But you usually get your way now.
And so there’s no necessity for broken bric-a-brac.”
“Oh, you are—I wish I was a man!
I’d call you out and—”
“And get killed for your pains.
I can drill a dime at fifty yards.
Better stick to your own weapons—dimples, vases and the like.”
“You are just a rascal.”
“Do you expect me to fly into a rage at that?
I am sorry to disappoint you.
You can’t make me mad by calling me names that are true.
Certainly I’m a rascal, and why not?
It’s a free country and a man may be a rascal if he chooses.
It’s only hypocrites like you, my dear lady, just as black at heart but trying to hide it, who become enraged when called by their right names.”
She was helpless before his calm smile and his drawling remarks, for she had never before met anyone who was so completely impregnable.
Her weapons of scorn, coldness and abuse blunted in her hands, for nothing she could say would shame him.
It had been her experience that the liar was the hottest to defend his veracity, the coward his courage, the ill-bred his gentlemanliness, and the cad his honor.
But not Rhett.
He admitted everything and laughed and dared her to say more.
He came and went during these months, arriving unheralded and leaving without saying good-by.
Scarlett never discovered just what business brought him to Atlanta, for few other blockaders found it necessary to come so far away from the coast.
They landed their cargoes at Wilmington or Charleston, where they were met by swarms of merchants and speculators from all over the South who assembled to buy blockaded goods at auction.
It would have pleased her to think that he made these trips to see her, but even her abnormal vanity refused to believe this.
If he had ever once made love to her, seemed jealous of the other men who crowded about her, even tried to hold her hand or begged for a picture or a handkerchief to cherish, she would have thought triumphantly he had been caught by her charms.
But he remained annoyingly unloverlike and, worst of all, seemed to see through all her maneuverings to bring him to his knees.
Whenever he came to town, there was a feminine fluttering.
Not only did the romantic aura of the dashing blockader hang about him but there was also the titillating element of the wicked and the forbidden.
He had such a bad reputation!
And every time the matrons of Atlanta gathered together to gossip, his reputation grew worse, which only made him all the more glamorous to the young girls.
As most of them were quite innocent, they had heard little more than that he was “quite loose with women”—and exactly how a man went about the business of being “loose” they did not know.
They also heard whispers that no girl was safe with him.

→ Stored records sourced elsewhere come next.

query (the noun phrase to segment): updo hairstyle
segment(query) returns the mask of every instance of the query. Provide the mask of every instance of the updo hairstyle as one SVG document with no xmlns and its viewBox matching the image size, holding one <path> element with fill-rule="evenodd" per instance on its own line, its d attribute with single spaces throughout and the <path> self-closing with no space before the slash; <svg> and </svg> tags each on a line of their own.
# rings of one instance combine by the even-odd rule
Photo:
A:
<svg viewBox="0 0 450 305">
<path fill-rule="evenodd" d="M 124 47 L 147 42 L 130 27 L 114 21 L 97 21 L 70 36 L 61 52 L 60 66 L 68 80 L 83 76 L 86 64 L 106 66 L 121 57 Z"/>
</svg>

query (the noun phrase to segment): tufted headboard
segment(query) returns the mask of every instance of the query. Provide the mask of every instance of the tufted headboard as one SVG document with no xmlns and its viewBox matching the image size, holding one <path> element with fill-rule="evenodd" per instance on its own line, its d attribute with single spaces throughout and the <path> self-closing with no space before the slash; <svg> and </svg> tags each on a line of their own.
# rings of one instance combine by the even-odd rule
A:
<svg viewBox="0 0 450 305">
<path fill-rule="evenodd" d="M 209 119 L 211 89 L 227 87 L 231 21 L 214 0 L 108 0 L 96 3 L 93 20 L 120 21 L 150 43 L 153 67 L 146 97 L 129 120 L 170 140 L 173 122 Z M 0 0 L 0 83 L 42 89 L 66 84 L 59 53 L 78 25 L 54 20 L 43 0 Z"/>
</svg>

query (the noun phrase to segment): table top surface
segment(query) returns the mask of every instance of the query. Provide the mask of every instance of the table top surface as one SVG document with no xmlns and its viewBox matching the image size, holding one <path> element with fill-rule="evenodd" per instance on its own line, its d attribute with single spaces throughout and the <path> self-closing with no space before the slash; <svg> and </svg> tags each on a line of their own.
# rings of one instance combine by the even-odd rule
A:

With such a reputation, it was strange that he had never so much as kissed the hand of an unmarried girl since he first appeared in Atlanta.
But that only served to make him more mysterious and more exciting.
Outside of the army heroes, he was the most talked-about man in Atlanta.
Everyone knew in detail how he had been expelled from West Point for drunkenness and “something about women.”
That terrific scandal concerning the Charleston girl he had compromised and the brother he had killed was public property.
Correspondence with Charleston friends elicited the further information that his father, a charming old gentleman with an iron will and a ramrod for a backbone, had cast him out without a penny when he was twenty and even stricken his name from the family Bible.
After that he had wandered to California in the gold rush of 1849 and thence to South America and Cuba, and the reports of his activities in these parts were none too savory.
Scrapes about women, several shootings, gun running to the revolutionists in Central America and, worst of all, professional gambling were included in his career, as Atlanta heard it.
There was hardly a family in Georgia who could not own to their sorrow at least one male member or relative who gambled, losing money, houses, land and slaves.
But that was different.
A man could gamble himself to poverty and still be a gentleman, but a professional gambler could never be anything but an outcast.
Had it not been for the upset conditions due to the war and his own services to the Confederate government, Rhett Butler would never have been received in Atlanta.
But now, even the most strait laced felt that patriotism called upon them to be more broad minded.
The more sentimental were inclined to view that the black sheep of the Butler family had repented of his evil ways and was making an attempt to atone for his sins.
So the ladies felt in duty bound to stretch a point, especially in the case of so intrepid a blockader.
Everyone knew now that the fate of the Confederacy rested as much upon the skill of the blockade boats in eluding the Yankee fleet as it did upon the soldiers at the front.
Rumor had it that Captain Butler was one of the best pilots in the South and that he was reckless and utterly without nerves.
Reared in Charleston, he knew every inlet, creek, shoal and rock of the Carolina coast near that port, and he was equally at home in the waters around Wilmington.
He had never lost a boat or even been forced to dump a cargo.